Его тяжёлый, полный пристального внимания взгляд всё же заставил меня взять вилку. Глядя на свою тарелку в надежде, что её содержимое как-то само собой сейчас рассосется, и мне не придется есть, я закинула в рот первый кусочек, тщательно его пережевывая.
– Катерина, милая, ты заняла комнату Агнес. – Голос отца резанул по моим нервам. Я подняла глаза и посмотрела на него. – Мы поговорили, Хантер не против, чтобы ты переехала в любую из пустующих спален наверху. Если хочешь, можешь сделать это после ужина, – предложил он вполне миролюбиво, – я попросил собрать твои вещи.
Я лишь сухо кивнула. Он сразу замолчал, опустил плечи, и вообще весь как-то сник.
А что он от меня ожидал? Что в благодарность я повисну у него на шее? Или буду рыдать взахлеб, рассказывая, как я жила после похорон мамы?
Может быть, когда-то он и был для меня заботливым родителем, но те времена давно прошли. Он стал чужим и отстраненным отцом. А сейчас, мне казалось, что он вообще стеснялся меня. Я чаще видела его опущенные в стол глаза, чем ловила на себе прямой взгляд.
– Почему бы ей не забрать свои вещи и не поехать туда, откуда она явилась?
Ребекка раздражена. Снизошла до меня со своей ненавистью?
– Ещё слово, Бекки, и я буду вынужден попросить тебя выйти из-за стола.
Твердо, без эмоций ответил ей Хантер, но этот его тон я уже хорошо знала – он зол. Очень.
– Ты не сможешь так поступить. Тем более из-за ЭТОЙ.
Довольно непривычно слышать по-детски капризные нотки в голосе восемнадцатилетней девицы.
Хантер выгнул бровь и неожиданно усмехнулся:
– А ты испытай меня!
Из её сапфировых глаз полились слезы, а прекрасное лицо исказила эмоция острой обиды.
– Дорогая, пожалуйста, успокойся, – вмешалась Лаура. – Катерина – хорошая покладистая девочка.

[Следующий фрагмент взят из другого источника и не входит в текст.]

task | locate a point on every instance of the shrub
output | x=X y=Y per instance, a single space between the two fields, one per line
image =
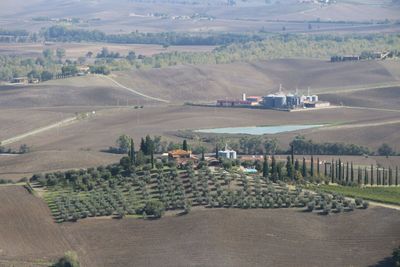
x=70 y=259
x=327 y=209
x=351 y=207
x=358 y=201
x=310 y=206
x=154 y=208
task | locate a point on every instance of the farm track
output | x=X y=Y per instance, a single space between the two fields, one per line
x=17 y=138
x=134 y=91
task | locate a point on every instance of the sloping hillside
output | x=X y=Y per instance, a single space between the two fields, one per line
x=210 y=82
x=240 y=238
x=27 y=233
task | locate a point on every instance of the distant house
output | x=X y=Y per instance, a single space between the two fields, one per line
x=179 y=154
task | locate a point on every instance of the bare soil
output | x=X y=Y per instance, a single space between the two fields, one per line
x=240 y=238
x=27 y=233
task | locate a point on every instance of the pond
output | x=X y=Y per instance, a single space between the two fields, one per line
x=260 y=130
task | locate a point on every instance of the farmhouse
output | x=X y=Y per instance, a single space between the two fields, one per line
x=227 y=153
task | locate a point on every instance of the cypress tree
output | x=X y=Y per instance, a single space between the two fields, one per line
x=152 y=158
x=351 y=172
x=304 y=169
x=297 y=165
x=132 y=152
x=265 y=167
x=289 y=168
x=184 y=145
x=312 y=167
x=359 y=176
x=149 y=145
x=378 y=176
x=274 y=170
x=383 y=176
x=292 y=152
x=336 y=170
x=279 y=170
x=143 y=146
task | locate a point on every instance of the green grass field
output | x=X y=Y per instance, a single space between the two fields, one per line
x=390 y=195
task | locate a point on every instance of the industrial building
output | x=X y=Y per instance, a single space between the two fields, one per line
x=280 y=101
x=227 y=153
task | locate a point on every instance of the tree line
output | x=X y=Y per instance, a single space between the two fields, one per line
x=64 y=34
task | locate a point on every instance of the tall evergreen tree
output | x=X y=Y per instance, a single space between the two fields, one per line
x=312 y=167
x=149 y=147
x=296 y=165
x=304 y=169
x=359 y=176
x=184 y=145
x=289 y=168
x=265 y=167
x=384 y=176
x=292 y=152
x=274 y=170
x=352 y=172
x=143 y=146
x=372 y=175
x=132 y=152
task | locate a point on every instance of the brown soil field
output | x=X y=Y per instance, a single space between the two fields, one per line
x=240 y=238
x=66 y=93
x=75 y=50
x=373 y=98
x=129 y=16
x=78 y=145
x=218 y=237
x=17 y=121
x=210 y=82
x=16 y=167
x=28 y=234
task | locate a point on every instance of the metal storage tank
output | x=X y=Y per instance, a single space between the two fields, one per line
x=268 y=101
x=292 y=100
x=279 y=101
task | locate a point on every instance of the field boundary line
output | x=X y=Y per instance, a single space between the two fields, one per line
x=134 y=91
x=39 y=130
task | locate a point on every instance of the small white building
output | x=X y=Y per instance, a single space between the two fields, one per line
x=227 y=153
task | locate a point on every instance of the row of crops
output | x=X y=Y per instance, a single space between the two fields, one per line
x=179 y=189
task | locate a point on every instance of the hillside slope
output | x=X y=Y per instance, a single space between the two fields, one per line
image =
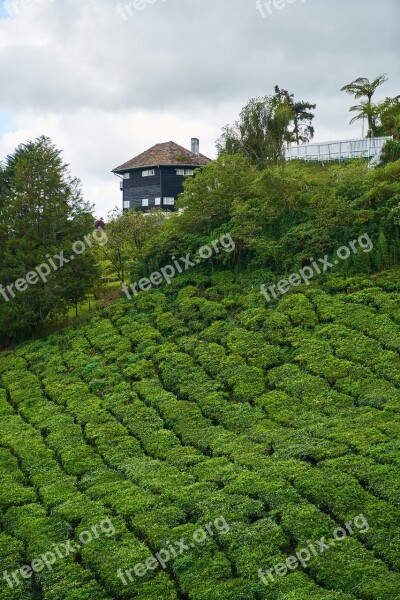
x=199 y=406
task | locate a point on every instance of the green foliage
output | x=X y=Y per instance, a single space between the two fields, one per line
x=42 y=213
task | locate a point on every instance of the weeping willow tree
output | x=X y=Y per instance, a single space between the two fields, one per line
x=260 y=132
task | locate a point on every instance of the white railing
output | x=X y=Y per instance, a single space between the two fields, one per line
x=340 y=150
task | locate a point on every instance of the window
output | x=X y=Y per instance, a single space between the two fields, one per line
x=184 y=171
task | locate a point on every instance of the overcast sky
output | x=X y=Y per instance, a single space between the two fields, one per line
x=106 y=81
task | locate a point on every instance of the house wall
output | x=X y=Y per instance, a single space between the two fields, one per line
x=165 y=183
x=137 y=187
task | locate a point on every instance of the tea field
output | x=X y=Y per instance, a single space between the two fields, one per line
x=200 y=401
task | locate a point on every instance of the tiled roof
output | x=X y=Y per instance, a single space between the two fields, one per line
x=167 y=153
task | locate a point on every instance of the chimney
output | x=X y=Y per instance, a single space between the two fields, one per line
x=195 y=146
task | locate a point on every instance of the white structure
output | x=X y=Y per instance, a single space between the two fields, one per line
x=361 y=148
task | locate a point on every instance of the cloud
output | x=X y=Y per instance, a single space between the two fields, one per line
x=105 y=88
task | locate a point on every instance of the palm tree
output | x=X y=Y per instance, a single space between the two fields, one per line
x=364 y=88
x=369 y=111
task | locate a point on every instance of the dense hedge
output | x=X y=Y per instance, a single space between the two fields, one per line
x=168 y=412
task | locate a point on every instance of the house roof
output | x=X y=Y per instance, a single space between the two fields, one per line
x=167 y=153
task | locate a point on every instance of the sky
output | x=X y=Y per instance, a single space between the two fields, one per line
x=107 y=80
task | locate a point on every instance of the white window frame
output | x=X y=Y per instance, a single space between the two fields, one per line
x=185 y=172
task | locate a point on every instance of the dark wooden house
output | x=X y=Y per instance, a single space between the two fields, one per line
x=155 y=177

То, что она здесь, ещё не конец света. Ей необходимо время, чтобы прийти в себя, и надо где-то остановиться. Но это временно. Ведь так?

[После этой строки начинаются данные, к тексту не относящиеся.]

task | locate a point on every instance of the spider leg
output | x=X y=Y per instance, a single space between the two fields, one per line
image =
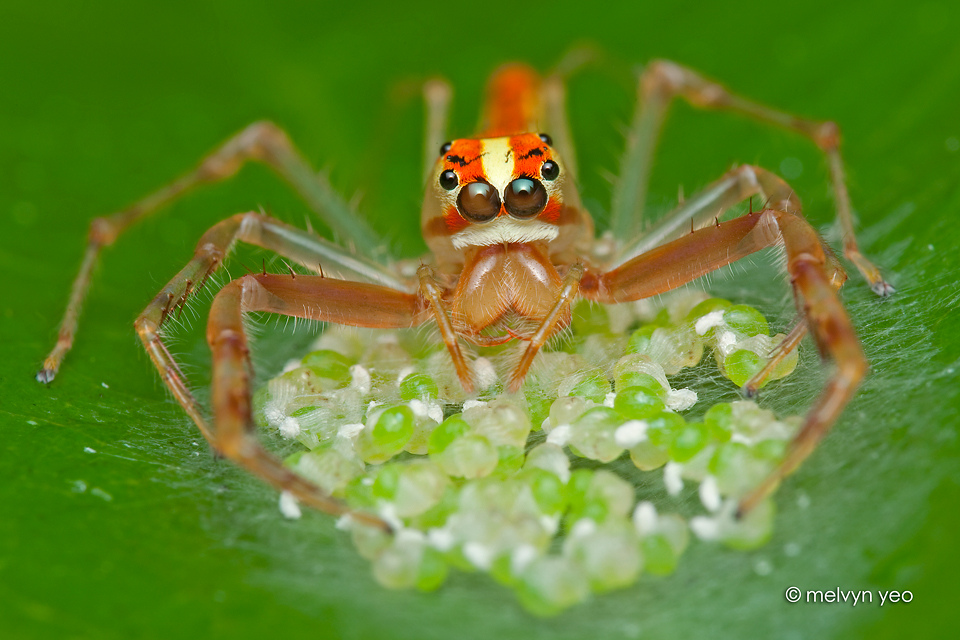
x=558 y=315
x=433 y=294
x=811 y=274
x=660 y=82
x=261 y=141
x=437 y=96
x=211 y=250
x=311 y=297
x=792 y=340
x=553 y=94
x=705 y=207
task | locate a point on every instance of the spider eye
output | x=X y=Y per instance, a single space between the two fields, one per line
x=525 y=198
x=479 y=202
x=449 y=180
x=550 y=170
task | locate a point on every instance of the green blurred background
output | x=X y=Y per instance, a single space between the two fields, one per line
x=151 y=537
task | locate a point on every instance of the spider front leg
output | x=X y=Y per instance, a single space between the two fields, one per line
x=211 y=250
x=261 y=141
x=558 y=316
x=811 y=273
x=311 y=297
x=662 y=81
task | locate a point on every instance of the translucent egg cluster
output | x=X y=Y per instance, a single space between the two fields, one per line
x=520 y=486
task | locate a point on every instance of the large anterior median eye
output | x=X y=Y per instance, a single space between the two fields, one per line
x=525 y=198
x=478 y=202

Её вопрос повис в воздухе. Как и мой ответ на него, потому что Ребекка неожиданно резко вскочила из-за стола, сдвинув с места стул так, что его ножки препротивно заскрипели по полу, а всё для того, чтобы её бокал с красным вином «случайно» опрокинулся, выплеснув остатки содержимого на мои колени.
– Какого! Бл*дь! Чёрта?!
Мощный голос Хантера прогремел в напряжённой воцарившейся тишине. И Лаура, и отец, и даже стоящая поотдаль Агнес – невольно вздрогнули, хотя его гнев был направлен вовсе не на них.
Жалобно всхлипнув, Ребекка выбежала из столовой, дробно постукивая каблучками по мраморному полу.
Я медленно подняла голову, чтобы столкнуться с потемневшими глазами Хантера: и если минуту назад он был зол, то сейчас – в бешенстве. В его взгляде – взрыв безграничной ярости. Но он не произнёс ни слова. Поднялся. Молча и со всей дури откинул рядом стоящий пустой стул, что мешал его действиям, и вышел за ней следом.
Я рассматривала, как бордовое пятно от вина медленно расползалось по моим джинсам, оценивая беспорядок: накрахмаленная до хруста салфетка, брошенная Ребеккой в мою тарелку; стекло от упавшего и разбившегося бокала; в том числе отброшенный Хантером стул – отличная картина, чтобы понять, насколько огромна разница между ею и мной.
Одного это оказалось вполне достаточно. Ребекка для Хантера на первом месте. Всё это время он старался, чтобы мы не пересекались, чтобы не причинять ей беспокойства.